Meurtre de Sarah Halimi : deux manifestations pour réclamer "justice"
Place de la République, à Paris (illustration)

, publié le dimanche 05 janvier 2020 à 19h08

Dimanche 5 janvier, à Paris et Marseille, plusieurs milliers de personnes se sont rassemblées pour réclamer "justice pour Sarah Halimi, une sexagénaire juive tuée en 2017.

A Paris et à Marseille, plusieurs milliers de personnes se sont rassemblées dimanche 5 janvier pour réclamer "justice" pour Sarah Halimi, une sexagénaire juive assassinée en 2017. Autre demande des manifestants : l'organisation d'un procès pour son meurtrier présumé, Kobili Traoré, déclaré pénalement irresponsable.

En effet, le 19 décembre dernier, la cour d'appel de Paris a déclaré M. Traoré, mis en examen pour le meurtre, pénalement irresponsable. 


Pour justifier leur décision, les juges ont estimé que ce consommateur de cannabis était alors en proie à une "bouffée délirante", ce qui empêchera la tenue d'un jugement aux assises. Plus précisément, en s'appuyant sur plusieurs expertises, la cour d'appel avait estimé en décembre qu'il existait "des charges suffisantes contre Kobili Traoré d'avoir (...) volontairement donné la mort" à Mme Halimi, avec la circonstance aggravante de l'antisémitisme, tout en le déclarant "irresponsable pénalement en raison d'un trouble psychique ou neuropsychique ayant aboli son discernement".

La colère de William Attal, le frère de la victime

Depuis cette décision, la colère des parties civiles et des représentants de la communauté juive s'est exprimée à de multiples reprises, ce qui a abouti, donc, à ces deux manifestations parisienne et marseillaise. "Justice pour Sarah", ont scandé plusieurs centaines de manifestants réunis Place de la République à Paris. Pendant ce temps, d'autres manifestants, venus en scooters et motos, faisaient retentir leurs klaxons. Près de la statue, autour de son socle figurait cette banderole : "Sarah tuée car juive".
William Attal, le frère de Lucie Attal, la victime, - également appelée Sarah Halimi - a évoqué les "incohérences et les dysfonctionnements", selon lui, de l'enquête menée depuis deux ans. Pour lui, sa soeur a bien été victime d'"un crime religieux antisémite". Muriel Ouaknine Melki, l'avocate de M. Attal, a par ailleurs qualifié la décision du 19 décembre de "décision de la honte", réclamant une nouvelle fois un procès aux assises.

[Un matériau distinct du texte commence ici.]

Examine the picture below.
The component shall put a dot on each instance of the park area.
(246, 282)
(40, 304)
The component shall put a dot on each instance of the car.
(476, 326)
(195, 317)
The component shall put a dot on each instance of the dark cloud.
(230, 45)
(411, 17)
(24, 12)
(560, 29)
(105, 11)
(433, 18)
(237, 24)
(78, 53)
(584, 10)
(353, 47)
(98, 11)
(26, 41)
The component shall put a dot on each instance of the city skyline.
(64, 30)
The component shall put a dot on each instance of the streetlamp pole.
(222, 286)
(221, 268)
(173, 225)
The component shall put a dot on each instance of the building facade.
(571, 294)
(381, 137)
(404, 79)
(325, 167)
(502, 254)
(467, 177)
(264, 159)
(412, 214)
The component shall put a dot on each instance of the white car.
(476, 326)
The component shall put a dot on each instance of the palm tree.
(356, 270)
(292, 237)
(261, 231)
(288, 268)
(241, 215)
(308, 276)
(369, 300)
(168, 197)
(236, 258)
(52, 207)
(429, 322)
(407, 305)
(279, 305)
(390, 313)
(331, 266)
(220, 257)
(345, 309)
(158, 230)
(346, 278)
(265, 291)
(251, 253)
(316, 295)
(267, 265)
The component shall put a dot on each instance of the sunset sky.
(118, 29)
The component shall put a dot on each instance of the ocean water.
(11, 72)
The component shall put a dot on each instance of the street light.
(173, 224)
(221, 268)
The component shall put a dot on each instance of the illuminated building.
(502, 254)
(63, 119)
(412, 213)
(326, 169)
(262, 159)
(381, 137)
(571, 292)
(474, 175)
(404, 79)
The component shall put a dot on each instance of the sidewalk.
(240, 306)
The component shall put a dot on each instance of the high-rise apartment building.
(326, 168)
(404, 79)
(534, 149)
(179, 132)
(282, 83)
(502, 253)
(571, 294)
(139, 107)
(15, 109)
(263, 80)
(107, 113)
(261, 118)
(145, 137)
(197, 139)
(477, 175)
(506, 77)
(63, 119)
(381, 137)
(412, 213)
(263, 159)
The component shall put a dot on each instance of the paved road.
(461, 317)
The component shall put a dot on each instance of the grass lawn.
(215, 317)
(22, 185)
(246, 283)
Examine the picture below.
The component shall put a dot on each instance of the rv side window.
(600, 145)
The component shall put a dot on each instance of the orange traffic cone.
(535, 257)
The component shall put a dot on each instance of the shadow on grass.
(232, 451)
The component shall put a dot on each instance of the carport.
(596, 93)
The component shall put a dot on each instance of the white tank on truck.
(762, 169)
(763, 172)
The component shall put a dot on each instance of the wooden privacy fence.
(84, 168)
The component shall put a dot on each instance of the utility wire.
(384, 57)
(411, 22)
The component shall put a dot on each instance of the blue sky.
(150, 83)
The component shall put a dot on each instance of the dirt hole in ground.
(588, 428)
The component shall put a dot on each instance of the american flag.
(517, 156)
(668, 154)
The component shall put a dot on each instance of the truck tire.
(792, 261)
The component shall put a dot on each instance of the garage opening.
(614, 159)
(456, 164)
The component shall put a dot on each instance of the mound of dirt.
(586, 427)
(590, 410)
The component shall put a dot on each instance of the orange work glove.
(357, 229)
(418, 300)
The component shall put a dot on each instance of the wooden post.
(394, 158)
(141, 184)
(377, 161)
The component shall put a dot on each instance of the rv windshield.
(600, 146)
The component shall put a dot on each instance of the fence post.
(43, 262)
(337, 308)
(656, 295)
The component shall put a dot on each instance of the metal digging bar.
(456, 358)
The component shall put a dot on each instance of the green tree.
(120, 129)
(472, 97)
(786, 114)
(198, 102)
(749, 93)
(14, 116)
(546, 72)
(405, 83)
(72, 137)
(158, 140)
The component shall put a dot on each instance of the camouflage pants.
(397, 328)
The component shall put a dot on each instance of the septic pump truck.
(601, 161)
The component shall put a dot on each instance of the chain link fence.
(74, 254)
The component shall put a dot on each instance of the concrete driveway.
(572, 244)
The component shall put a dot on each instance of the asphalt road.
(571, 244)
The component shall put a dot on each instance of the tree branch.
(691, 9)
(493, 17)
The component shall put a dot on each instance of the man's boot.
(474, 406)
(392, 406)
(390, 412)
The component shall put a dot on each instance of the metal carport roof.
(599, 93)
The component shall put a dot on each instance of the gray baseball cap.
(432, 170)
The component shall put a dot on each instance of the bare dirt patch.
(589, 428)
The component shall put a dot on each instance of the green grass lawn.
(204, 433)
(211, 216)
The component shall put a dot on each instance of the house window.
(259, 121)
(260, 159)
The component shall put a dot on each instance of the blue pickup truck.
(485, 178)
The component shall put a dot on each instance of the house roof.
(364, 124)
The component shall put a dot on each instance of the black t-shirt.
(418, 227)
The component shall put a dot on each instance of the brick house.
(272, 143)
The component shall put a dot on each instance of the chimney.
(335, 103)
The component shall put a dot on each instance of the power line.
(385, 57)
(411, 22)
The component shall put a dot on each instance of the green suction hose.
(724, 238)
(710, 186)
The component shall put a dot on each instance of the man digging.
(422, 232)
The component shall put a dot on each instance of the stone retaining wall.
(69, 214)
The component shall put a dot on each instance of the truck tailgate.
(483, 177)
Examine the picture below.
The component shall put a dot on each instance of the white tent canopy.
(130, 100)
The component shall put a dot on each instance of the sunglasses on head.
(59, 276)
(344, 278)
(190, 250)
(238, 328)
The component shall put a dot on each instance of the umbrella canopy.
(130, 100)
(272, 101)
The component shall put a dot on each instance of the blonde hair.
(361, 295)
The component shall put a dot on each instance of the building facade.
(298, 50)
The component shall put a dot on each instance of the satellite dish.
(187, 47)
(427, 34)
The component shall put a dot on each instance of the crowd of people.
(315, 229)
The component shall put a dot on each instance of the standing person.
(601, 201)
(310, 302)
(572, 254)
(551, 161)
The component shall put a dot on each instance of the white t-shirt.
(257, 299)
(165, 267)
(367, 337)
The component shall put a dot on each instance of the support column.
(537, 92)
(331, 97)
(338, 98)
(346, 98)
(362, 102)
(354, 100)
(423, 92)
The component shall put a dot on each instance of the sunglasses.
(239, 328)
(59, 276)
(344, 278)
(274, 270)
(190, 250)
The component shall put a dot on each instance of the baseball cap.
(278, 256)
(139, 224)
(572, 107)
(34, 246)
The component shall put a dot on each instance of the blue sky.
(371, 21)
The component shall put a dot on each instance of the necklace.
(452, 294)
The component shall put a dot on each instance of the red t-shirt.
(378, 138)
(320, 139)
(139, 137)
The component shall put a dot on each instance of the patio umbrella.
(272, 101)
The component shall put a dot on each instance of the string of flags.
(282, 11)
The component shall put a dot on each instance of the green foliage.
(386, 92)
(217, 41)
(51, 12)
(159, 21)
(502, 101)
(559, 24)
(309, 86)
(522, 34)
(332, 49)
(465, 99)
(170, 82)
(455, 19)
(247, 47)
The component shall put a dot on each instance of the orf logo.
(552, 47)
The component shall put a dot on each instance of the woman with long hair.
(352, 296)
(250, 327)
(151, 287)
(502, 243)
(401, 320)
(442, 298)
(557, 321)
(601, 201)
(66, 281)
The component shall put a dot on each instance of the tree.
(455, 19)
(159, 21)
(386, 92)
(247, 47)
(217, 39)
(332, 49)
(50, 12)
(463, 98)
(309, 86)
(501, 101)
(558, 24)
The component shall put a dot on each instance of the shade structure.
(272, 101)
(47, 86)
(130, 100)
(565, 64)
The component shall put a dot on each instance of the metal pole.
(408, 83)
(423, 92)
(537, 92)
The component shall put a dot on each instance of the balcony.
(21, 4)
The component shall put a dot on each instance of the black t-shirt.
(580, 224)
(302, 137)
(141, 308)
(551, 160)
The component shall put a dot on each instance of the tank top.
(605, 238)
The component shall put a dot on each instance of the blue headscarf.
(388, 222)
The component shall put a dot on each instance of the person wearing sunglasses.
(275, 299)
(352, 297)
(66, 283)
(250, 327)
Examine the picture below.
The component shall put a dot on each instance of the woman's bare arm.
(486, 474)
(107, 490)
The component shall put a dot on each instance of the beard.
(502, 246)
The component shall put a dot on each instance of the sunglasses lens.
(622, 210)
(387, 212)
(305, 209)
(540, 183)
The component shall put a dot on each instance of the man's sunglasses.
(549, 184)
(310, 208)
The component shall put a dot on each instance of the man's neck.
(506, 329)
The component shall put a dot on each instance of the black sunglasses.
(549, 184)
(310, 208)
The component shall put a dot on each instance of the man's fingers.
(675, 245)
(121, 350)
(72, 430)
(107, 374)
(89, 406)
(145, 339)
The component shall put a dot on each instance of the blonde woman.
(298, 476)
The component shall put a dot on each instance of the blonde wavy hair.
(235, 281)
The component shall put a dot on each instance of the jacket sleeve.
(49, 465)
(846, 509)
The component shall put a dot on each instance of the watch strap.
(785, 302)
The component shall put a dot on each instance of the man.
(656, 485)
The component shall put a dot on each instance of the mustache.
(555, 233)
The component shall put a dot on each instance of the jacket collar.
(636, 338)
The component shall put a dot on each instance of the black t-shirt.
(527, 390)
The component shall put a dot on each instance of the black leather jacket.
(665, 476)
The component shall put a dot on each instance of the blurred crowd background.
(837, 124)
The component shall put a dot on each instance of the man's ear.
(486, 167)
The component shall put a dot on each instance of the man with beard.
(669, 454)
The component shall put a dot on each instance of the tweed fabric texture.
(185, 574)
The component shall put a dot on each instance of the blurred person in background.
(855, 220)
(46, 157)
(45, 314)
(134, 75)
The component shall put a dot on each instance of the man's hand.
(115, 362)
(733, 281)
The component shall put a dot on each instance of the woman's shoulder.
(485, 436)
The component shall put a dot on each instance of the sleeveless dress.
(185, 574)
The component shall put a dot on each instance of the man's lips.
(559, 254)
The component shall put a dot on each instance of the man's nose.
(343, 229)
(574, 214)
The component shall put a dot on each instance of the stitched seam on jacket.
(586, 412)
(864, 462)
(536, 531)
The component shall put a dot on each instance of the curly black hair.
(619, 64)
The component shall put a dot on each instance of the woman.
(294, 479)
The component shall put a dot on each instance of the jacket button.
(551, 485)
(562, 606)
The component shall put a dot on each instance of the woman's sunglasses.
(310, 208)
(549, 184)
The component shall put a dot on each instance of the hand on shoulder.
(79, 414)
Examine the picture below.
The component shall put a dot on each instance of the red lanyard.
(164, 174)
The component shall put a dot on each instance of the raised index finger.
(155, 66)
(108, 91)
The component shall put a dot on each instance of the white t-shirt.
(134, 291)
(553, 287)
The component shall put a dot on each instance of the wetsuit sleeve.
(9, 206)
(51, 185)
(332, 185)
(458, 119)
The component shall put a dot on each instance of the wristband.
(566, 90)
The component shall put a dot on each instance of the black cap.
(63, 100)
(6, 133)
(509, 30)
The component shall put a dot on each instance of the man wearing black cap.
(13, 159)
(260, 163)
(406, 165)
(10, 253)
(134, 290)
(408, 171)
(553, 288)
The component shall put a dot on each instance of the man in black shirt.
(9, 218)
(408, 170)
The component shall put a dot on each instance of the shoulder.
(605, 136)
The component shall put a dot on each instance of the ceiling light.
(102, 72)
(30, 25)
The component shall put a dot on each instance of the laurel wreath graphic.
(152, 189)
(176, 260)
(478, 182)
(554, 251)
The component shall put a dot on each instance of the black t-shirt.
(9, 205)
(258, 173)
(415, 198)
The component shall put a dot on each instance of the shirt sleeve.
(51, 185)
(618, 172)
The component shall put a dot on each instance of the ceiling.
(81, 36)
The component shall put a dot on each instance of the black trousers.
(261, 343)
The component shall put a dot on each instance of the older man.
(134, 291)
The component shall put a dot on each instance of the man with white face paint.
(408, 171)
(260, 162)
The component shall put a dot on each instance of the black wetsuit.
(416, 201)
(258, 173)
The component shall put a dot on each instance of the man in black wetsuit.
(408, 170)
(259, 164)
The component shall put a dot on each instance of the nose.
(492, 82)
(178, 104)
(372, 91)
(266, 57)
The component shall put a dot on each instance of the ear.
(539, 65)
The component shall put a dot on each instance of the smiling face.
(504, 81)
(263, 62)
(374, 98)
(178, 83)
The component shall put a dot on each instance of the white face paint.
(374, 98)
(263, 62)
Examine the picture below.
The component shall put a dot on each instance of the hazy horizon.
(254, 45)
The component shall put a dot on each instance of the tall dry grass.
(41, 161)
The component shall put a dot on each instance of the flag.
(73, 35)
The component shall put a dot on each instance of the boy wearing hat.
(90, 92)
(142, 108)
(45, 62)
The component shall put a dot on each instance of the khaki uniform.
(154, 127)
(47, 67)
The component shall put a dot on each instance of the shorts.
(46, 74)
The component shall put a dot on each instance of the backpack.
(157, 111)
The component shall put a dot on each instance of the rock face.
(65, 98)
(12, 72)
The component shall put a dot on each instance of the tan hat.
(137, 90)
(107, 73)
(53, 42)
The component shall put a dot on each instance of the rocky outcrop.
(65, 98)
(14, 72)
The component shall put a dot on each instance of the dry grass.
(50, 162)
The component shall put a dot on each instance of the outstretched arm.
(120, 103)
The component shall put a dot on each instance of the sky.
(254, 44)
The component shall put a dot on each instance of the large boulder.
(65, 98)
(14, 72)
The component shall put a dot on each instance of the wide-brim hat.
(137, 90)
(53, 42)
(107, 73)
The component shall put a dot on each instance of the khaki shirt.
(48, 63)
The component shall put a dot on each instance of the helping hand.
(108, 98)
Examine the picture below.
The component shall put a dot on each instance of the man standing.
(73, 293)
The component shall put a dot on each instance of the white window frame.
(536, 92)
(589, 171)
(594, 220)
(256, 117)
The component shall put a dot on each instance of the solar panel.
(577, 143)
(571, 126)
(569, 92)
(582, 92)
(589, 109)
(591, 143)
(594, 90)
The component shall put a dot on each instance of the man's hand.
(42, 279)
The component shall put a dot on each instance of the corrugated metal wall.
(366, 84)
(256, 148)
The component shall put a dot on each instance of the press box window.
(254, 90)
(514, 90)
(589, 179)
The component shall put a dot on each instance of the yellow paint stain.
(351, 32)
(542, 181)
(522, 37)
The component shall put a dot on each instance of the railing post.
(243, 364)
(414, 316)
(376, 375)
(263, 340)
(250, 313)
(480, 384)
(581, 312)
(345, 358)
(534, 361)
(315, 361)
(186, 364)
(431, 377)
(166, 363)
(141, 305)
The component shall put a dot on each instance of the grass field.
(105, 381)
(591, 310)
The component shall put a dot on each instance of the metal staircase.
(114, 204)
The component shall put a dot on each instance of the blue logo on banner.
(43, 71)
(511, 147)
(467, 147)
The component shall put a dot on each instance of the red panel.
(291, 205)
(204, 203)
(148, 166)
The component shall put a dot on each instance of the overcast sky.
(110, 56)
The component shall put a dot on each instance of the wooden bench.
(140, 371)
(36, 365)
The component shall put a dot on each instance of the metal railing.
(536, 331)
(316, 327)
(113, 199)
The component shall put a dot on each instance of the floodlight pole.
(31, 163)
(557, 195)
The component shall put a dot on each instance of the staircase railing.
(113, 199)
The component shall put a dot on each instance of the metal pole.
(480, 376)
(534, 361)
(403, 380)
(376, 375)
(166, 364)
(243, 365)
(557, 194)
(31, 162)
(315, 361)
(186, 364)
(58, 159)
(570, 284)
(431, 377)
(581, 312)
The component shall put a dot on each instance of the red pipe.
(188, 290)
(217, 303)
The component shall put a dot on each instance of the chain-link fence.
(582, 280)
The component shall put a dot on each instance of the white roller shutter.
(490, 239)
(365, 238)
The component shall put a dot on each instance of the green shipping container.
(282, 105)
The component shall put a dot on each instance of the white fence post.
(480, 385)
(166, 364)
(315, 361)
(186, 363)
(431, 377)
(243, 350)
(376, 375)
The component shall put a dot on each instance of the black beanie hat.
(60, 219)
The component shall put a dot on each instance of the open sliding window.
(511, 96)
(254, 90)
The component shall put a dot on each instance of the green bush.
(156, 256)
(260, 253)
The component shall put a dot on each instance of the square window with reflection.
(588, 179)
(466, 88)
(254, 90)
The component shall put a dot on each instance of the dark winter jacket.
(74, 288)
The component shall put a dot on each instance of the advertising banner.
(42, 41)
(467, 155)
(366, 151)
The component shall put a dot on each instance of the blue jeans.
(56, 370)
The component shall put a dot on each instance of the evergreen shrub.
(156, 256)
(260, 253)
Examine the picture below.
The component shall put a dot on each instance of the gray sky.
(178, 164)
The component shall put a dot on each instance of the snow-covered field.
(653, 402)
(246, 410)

L'appel du grand rabbin de France

A Marseille, 2.500 personnes, d'après la police, ont défilé de la préfecture au Palais de justice, brandissant des pancartes ironiques: "fume des joints, il t'arrivera rien". Parmi eux, de nombreux élus, dont plusieurs candidats aux prochaines élections municipales de mars 2020. "Je suis très inquiet de cette décision de justice qui vient d'être prise (...) Face à une situation aussi injuste, si tout le monde peut se retrouver derrière la bannière bleu-blanc-rouge, c'est tant mieux !", a affirmé Renaud Muselier, président de la Région Provence-Alpes-Côte d'Azur. Fin décembre, le grand rabbin de France Haïm Korsia, qui ne participait pas aux rassemblements de ce dimanche 5 janvier, avait publié une lettre adressée à la ministre de la Justice Nicole Belloubet. Dans ce courrier, M. Korsia s'indignait que le "suspect puisse échapper à la justice" et disait craindre que cette décision suffise à délivrer "un permis de tuer les juifs".